US 12,002,590 B2
Machine learning-based diagnostic classifier
Monika Sharma Mellem, Falls Church, VA (US); Yuelu Liu, South San Francisco, CA (US); Parvez Ahammad, San Jose, CA (US); Humberto Andres Gonzalez Cabezas, Santa Clara, CA (US); William J. Martin, San Francisco, CA (US); and Pablo Christian Gersberg, San Francisco, CA (US)
Assigned to NEUMORA THERAPEUTICS, INC., Brisbane, CA (US)
Filed by NEUMORA THERAPEUTICS, INC., Brisbane, CA (US)
Filed on May 2, 2023, as Appl. No. 18/311,087.
Application 18/311,087 is a continuation of application No. 17/446,633, filed on Sep. 1, 2021, granted, now 11,676,732.
Application 17/446,633 is a continuation of application No. 16/514,879, filed on Jul. 17, 2019, granted, now 11,139,083.
Application 16/514,879 is a continuation of application No. 16/400,312, filed on May 1, 2019, granted, now 11,715,564.
Claims priority of provisional application 62/665,243, filed on May 1, 2018.
Prior Publication US 2023/0343463 A1, Oct. 26, 2023
Int. Cl. G16H 50/30 (2018.01); G16H 10/60 (2018.01); G16H 50/20 (2018.01)

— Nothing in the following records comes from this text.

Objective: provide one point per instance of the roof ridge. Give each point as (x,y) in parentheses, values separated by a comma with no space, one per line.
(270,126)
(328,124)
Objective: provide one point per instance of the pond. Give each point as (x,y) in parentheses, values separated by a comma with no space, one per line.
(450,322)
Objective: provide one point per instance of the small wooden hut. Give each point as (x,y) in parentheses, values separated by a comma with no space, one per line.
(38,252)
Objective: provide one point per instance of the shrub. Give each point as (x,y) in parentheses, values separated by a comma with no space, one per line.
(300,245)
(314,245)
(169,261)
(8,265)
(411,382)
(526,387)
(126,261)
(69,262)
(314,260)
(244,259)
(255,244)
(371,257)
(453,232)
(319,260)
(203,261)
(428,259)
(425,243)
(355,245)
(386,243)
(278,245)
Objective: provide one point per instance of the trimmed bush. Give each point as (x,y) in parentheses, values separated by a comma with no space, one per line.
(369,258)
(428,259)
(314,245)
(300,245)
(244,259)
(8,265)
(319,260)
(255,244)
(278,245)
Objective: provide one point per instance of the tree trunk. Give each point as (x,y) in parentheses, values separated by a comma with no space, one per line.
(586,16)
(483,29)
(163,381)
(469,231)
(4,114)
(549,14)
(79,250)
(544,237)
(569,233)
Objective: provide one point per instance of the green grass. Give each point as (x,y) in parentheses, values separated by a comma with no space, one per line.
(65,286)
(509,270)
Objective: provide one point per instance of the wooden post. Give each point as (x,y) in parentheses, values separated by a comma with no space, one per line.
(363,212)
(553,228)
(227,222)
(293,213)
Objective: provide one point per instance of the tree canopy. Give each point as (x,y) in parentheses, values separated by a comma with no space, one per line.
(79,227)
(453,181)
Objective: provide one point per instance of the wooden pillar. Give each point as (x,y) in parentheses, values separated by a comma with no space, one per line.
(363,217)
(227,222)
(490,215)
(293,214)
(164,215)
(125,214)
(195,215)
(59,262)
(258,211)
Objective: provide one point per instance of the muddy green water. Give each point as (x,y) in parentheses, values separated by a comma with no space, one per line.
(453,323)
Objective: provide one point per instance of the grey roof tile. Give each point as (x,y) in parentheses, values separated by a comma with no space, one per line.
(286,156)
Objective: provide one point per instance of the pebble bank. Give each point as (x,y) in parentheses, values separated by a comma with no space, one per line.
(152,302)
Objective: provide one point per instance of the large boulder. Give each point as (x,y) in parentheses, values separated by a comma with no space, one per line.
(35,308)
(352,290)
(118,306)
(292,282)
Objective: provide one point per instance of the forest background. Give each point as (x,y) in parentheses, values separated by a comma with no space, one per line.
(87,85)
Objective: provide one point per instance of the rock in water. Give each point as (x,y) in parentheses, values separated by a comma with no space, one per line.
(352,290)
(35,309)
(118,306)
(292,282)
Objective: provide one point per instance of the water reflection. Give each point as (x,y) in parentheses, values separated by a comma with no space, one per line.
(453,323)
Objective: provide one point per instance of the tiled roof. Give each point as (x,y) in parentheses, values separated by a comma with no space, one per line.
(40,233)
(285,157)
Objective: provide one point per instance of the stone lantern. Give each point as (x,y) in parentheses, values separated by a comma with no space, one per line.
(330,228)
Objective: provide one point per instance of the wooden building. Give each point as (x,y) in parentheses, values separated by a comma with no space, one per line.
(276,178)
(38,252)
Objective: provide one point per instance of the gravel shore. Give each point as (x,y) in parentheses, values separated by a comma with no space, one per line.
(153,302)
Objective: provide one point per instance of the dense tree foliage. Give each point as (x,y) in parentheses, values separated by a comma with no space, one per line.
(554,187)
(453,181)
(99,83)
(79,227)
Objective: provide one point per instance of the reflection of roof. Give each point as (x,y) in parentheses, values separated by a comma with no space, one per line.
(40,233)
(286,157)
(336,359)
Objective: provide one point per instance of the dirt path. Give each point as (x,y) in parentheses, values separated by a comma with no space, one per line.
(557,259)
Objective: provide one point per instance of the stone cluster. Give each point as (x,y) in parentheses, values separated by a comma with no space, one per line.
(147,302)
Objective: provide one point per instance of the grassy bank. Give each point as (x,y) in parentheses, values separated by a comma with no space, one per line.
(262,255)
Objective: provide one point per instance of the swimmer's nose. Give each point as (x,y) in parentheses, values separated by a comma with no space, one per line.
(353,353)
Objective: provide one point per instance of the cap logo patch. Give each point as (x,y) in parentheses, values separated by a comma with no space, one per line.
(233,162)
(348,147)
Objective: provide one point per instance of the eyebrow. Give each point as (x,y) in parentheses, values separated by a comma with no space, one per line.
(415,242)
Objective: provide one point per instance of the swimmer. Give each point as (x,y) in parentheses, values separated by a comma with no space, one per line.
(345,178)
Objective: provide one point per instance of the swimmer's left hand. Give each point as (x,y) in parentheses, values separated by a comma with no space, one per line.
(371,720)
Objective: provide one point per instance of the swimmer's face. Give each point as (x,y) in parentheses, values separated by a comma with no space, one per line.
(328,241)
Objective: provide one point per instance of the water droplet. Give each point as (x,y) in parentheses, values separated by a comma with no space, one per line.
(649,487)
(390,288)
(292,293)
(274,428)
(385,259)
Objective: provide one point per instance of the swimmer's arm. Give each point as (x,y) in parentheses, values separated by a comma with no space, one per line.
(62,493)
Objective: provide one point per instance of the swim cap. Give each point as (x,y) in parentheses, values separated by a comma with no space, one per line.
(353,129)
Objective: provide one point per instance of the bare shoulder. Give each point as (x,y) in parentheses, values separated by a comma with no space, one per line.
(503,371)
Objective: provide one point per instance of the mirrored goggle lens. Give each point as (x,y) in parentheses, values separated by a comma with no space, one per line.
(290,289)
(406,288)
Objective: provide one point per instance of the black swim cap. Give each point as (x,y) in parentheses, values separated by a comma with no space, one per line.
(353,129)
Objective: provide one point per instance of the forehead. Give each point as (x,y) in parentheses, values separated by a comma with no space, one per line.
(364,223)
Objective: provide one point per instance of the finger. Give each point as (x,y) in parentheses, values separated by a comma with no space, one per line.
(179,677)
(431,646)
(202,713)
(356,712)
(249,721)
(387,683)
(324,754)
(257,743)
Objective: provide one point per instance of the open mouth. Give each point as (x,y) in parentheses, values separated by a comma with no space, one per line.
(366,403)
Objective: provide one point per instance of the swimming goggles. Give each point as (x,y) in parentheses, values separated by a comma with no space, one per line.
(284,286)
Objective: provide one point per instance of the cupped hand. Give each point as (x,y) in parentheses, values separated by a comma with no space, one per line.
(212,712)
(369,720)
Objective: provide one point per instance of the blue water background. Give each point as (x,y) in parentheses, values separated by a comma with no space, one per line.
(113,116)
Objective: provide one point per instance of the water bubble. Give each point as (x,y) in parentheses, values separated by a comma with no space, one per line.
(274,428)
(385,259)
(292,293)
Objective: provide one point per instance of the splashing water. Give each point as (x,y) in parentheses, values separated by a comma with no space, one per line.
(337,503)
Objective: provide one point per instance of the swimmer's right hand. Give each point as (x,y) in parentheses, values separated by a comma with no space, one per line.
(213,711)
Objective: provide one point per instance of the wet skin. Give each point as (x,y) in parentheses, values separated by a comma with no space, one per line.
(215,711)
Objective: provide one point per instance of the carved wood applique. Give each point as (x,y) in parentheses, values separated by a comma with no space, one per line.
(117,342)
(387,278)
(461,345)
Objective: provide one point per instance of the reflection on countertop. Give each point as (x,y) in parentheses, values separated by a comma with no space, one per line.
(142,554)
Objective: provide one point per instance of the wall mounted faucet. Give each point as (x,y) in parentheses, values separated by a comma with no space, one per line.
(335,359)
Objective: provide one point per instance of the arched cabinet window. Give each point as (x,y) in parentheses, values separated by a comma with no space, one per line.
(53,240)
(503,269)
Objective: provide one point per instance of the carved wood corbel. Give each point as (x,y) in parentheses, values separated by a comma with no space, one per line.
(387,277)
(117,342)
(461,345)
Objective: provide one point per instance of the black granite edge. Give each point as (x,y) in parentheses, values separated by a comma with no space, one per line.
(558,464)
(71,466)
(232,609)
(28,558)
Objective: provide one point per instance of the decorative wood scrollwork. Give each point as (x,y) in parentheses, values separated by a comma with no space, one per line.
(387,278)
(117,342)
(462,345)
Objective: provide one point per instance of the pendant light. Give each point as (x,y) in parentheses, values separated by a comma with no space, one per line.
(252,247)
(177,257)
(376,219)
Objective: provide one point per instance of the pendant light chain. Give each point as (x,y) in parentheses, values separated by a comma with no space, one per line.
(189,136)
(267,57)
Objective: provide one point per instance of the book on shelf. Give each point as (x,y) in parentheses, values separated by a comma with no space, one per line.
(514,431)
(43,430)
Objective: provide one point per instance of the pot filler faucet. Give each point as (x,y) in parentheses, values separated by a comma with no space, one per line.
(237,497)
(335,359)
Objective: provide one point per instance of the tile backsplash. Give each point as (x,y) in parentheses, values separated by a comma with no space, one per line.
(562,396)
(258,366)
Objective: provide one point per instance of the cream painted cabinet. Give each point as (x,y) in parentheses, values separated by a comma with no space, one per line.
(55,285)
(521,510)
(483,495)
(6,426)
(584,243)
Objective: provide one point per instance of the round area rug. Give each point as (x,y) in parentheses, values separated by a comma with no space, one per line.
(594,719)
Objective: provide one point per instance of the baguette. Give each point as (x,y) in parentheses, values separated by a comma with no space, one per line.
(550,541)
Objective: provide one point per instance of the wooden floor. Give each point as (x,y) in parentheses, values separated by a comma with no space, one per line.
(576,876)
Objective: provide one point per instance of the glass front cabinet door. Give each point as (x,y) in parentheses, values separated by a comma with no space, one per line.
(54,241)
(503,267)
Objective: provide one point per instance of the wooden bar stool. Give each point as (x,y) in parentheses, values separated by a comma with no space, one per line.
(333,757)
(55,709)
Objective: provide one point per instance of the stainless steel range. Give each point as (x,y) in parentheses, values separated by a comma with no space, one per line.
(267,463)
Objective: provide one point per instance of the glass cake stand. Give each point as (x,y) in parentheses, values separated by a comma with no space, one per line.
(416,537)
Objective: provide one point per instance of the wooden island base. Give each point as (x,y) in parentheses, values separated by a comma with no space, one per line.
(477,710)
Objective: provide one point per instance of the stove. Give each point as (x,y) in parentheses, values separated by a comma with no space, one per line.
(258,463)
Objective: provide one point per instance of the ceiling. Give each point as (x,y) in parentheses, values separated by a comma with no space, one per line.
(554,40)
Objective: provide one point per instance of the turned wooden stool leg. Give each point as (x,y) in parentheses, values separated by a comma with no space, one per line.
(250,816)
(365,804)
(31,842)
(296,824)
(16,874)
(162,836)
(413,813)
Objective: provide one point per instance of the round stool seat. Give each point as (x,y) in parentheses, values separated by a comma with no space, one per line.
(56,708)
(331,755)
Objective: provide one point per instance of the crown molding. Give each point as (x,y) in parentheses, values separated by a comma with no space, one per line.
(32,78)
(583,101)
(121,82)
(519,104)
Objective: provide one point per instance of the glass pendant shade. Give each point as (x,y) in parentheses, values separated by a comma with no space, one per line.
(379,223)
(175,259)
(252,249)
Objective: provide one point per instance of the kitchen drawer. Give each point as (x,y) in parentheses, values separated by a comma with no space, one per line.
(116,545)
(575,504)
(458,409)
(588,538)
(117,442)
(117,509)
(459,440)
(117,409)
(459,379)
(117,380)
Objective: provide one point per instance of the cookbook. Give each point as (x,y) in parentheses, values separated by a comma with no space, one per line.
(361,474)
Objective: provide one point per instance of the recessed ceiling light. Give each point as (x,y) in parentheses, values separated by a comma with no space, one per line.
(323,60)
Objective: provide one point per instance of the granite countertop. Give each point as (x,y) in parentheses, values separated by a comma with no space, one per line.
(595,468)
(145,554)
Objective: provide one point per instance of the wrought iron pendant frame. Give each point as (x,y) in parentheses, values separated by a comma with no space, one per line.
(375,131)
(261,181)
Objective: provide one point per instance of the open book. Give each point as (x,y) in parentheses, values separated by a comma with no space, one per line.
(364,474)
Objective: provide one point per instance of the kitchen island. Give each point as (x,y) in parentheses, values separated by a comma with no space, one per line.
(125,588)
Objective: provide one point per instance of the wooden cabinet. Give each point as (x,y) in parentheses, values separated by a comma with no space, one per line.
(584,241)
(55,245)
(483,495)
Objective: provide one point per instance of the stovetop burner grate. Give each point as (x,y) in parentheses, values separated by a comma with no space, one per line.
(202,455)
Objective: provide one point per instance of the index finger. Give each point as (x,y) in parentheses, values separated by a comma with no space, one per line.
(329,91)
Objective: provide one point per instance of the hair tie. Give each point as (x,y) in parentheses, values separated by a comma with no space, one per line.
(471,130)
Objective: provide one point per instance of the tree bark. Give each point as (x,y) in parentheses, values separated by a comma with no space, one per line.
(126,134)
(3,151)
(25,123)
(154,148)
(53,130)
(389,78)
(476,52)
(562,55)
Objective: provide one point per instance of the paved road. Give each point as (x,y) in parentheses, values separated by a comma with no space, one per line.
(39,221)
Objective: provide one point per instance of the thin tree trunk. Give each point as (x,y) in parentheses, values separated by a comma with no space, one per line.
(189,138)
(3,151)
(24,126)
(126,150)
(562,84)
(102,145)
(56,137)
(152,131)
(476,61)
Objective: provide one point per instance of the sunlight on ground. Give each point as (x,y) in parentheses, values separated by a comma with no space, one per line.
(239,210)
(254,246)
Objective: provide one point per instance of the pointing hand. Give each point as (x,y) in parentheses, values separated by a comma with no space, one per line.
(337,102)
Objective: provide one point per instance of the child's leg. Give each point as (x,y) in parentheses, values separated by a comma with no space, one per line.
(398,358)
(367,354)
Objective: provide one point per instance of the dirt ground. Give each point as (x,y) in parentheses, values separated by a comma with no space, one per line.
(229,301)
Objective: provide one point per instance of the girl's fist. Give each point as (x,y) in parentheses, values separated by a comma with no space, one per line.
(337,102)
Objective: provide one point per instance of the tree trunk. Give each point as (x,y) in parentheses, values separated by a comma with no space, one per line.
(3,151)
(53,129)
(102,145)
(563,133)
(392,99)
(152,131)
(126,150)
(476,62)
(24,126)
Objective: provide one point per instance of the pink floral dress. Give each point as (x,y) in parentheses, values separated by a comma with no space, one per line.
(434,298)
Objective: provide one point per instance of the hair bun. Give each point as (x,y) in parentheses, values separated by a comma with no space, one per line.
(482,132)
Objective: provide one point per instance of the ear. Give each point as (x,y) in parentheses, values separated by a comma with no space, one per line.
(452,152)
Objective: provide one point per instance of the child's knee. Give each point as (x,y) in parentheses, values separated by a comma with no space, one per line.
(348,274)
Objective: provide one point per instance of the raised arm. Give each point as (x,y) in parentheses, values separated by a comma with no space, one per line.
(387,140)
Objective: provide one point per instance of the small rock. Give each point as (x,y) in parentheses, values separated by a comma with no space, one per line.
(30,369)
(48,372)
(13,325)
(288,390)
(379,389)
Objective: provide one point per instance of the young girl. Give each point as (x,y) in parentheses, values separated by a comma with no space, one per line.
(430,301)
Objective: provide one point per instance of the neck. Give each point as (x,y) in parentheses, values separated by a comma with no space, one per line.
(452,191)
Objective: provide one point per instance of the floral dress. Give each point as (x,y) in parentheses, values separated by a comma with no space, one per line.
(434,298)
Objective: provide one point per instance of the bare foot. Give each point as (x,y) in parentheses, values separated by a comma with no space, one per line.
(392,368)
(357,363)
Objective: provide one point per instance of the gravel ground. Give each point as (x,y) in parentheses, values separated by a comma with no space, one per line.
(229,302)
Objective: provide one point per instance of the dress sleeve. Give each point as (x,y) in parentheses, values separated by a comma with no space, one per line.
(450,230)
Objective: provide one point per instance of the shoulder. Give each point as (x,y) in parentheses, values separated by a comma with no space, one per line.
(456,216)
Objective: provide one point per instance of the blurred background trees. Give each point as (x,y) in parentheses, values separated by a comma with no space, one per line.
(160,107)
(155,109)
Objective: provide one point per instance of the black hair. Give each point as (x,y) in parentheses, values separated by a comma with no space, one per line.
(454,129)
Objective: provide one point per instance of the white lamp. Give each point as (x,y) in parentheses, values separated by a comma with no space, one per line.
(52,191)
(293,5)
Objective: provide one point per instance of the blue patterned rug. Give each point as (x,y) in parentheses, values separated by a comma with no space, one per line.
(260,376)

CPC G16H 50/30 (2018.01) [G16H 10/60 (2018.01); G16H 50/20 (2018.01)] 20 Claims
OG exemplary drawing
 
1. A system for evaluating a user, the system comprising:
a microphone;
a camera positioned to capture an image of the user and configured to output video data;
a memory containing machine readable medium comprising machine executable code having stored thereon instructions for performing a method of evaluating the user; and
a control system coupled to the memory comprising one or more processors, the control system configured to execute the machine executable code to cause the control system to:
record, by the camera, a set of test video data during a time window;
record, by the microphone, a set of test audio data during the time window;
assign a plurality of pixels to a face of the user in the video data;
determine, based on the plurality of pixels, whether the face of the user is within a frame captured by the camera;
in response to determining that the face of the user is within the frame captured by the camera, output video features associated with the user by processing the plurality of pixels;
identify sounds representing a voice of the user and output audio features associated with the user by processing the audio data;
process, using a neural network, the audio and video features, wherein the neural network was previously trained with training data in an unsupervised manner, the training data comprising audio and video data recorded from a plurality of individuals; and
output an indication of whether the user has at least one of a plurality of characteristics based on the processed audio and video features.